Comment by never_inline

Comment by never_inline 13 hours ago

2 replies

1. The article seems kind-of shallow. I didn't see any concrete (qualitative or quantitative) remarks about the "fast" part. I don't doubt you have reasons to do this - but I expected some information on what component are you writing using Rust + JNI, and how it helped? Or is it just a demo?

At some point, repeated calls into the JNI are counter-productive to performance, since the JIT can not optimize them. Pinning affecting garbage collection is another potential drawback if any of your rust calls are long lived. If we don't measure and just conclude "we are fast because rust is faster than Java, and we took average of both speeds", it's a disservice.

2. Also, I see unsafe for each call? I'd rather isolate this into a class / different file, since in JNI only few types of calls are possible. (method returning one of the primtive types, an object or `void`). This is the approach I took in dart jnigen. (Though there, the call is Dart -> Java, not Java -> Native language).

    unsafe {
      env.call_method_unchecked(
                java_logger,
                logger_method,
                ReturnType::Primitive(Primitive::Void),
                &[JValue::from(format_msg(record)).as_jni()]
      );
    }
3. I believe some details are missing here. What's native_add_one mapped to? And how is tokio futures awaited from Java? I believe that's the important part you should be presenting.

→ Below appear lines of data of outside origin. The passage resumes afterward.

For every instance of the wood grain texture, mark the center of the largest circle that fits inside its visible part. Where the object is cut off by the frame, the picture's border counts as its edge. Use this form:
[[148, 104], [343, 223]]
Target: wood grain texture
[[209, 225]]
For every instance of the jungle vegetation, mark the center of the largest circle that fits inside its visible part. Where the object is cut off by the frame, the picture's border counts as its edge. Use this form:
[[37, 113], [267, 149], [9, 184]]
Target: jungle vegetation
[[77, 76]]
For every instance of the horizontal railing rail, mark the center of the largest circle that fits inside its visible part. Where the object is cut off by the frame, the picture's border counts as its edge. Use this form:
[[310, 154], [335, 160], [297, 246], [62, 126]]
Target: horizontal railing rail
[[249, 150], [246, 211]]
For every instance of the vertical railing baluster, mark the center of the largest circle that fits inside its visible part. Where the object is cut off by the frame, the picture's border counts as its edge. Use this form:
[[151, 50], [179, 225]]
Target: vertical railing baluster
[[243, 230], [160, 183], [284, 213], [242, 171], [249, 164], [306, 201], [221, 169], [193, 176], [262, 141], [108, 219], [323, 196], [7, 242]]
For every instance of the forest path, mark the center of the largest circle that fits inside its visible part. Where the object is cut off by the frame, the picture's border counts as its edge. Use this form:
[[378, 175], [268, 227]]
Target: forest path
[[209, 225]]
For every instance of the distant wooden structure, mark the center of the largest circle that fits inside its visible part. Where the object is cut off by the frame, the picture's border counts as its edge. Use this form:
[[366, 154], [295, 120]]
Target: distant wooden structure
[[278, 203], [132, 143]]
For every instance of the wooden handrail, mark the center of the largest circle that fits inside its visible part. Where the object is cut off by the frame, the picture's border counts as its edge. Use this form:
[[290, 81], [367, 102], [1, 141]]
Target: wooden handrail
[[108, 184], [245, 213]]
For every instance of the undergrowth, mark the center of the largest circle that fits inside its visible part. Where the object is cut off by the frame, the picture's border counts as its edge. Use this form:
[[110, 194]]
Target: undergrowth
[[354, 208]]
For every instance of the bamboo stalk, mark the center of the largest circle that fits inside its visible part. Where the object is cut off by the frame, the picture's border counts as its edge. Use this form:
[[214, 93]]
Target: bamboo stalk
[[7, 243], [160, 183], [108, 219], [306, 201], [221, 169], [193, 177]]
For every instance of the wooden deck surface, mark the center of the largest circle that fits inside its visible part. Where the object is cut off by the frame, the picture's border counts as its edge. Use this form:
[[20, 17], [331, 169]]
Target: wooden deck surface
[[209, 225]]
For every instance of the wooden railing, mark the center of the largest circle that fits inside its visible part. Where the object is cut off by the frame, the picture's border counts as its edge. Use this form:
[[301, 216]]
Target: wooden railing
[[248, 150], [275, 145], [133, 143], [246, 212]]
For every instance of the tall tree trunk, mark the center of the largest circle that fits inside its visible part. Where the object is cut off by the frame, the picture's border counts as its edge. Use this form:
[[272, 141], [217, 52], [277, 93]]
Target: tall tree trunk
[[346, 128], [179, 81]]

    public CompletableFuture<Integer> add_one(int x) {
        long futureId = native_add_one(x); // Call Rust
        return AsyncRegistry.take(futureId); // Get CompletableFuture
    }
4. Also please don't use ChatGPT for writing anything. It totally derails the reader by mentioning irrelevant details and long winded corporate conclusion at the end of every sentence.
killme2008 13 hours ago

This article summarizes our experience from a commercial project that runs on an in-vehicle Android system. In this project, we needed to invoke Rust code(DB) from Java(App), so we couldn't directly use the project’s source code for demonstration. Instead, we created a demo project: https://github.com/GreptimeTeam/rust-java-demo

1. I agree that using Rust doesn't necessarily mean faster performance; it simply gives you the opportunity to implement some compute-intensive modules in Rust, which is a possible approach.

2. This is a great suggestion, and we organized our project in the same way. You don’t need to use unsafe for every call. However, if you want to call JNI APIs from Rust, unsafe is required.

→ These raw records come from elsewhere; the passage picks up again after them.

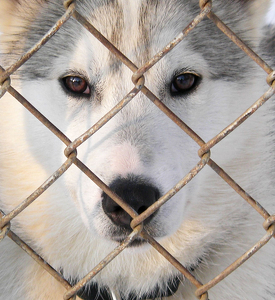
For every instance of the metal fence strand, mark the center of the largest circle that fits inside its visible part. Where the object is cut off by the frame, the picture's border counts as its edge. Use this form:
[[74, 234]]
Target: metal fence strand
[[39, 44], [227, 31], [39, 115], [42, 263], [103, 263], [238, 262], [206, 9], [256, 205], [24, 204], [251, 110], [171, 259], [168, 195], [117, 108]]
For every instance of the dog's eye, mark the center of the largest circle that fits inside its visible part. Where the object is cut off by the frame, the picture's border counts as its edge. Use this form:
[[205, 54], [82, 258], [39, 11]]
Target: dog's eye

3. Sorry, some details were missing here. We use AsyncRegistry(Java) as an intermediary. Before initiating an async operation in Rust, we need to call Java code in advance to register a future and obtain a unique future ID. After the async execution completes, we retrieve the registered future by its ID, and then complete it or complete it exceptionally depending on the async result. You can refer to this code: https://github.com/GreptimeTeam/rust-java-demo/blob/90ffa0ba... and https://github.com/GreptimeTeam/rust-java-demo/blob/90ffa0ba...

4. This article was not generated by AI; it’s just that our official blog has a fixed template at the end. Sorry for the inconvenience.

  • never_inline 7 hours ago

    Thanks for the clarifications. Good if you mention the background in the medium post. Otherwise it reads like a PoC demo.

    5. How did you handle java local and global ref lifetimes in rust callee? Was it assumed that java caller owns all the refs and freed after the rust computation returns? Or did your calls mostly involve byte buffers and primitive types? That latter is a sweet spot but not always feasible.